Maia Xiao, a University of Washington graduate student, has changed her name in that state and said the publication of a transgender friend’s name-change records in an online forum led to relentless harassment, including hate mail. She wrote last summer to Democratic state Sen. Jamie Pedersen to urge reform.
“It feels very close to me,” said Xiao, who would not disclose the name of her friend, citing privacy. “I don’t live a very online life, but it’s really scary to know that something so personal can be so easily accessed by transphobic trolls who want to cause harm.”
Pedersen is sponsoring the Washington legislation, which passed the Senate this month with bipartisan support and is expected to also pass the House.

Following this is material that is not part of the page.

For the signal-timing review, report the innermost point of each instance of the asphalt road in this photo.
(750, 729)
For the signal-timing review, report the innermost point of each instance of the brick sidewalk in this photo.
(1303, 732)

The bill is modeled on laws in New York and Oregon and would also extend records privacy to refugees, emancipated minors and people who have been granted asylum.
Currently, only people subjected to domestic violence can have their name changes easily sealed in Washington. Some other states, including California, also make exceptions for victims of crimes like human trafficking, stalking and sexual assault.
“This seemed to me like a simple action that could go a long way in making transgender people a lot safer in our state,” Pedersen said.
Some officials and law enforcement officers worry that criminals who request a name change could escape accountability under the proposals. The Washington bill would allow courts to unseal a name change file if law enforcement had reasonable suspicions, and sex offenders and incarcerated people would still be ineligible for a sealed name change.
“This is not the intent of the bill, and such cases would be rare, but there needs to be procedures in place to prevent it,” Jennifer Wallace, executive director of the Washington Association of County Officials, said in an email.
The approaches in Washington and California contrast starkly with recent and mysterious moves in Florida and Texas to compile lists of trans residents using public records, and as lawmakers in at least 39 states consider a torrent of anti-trans bills.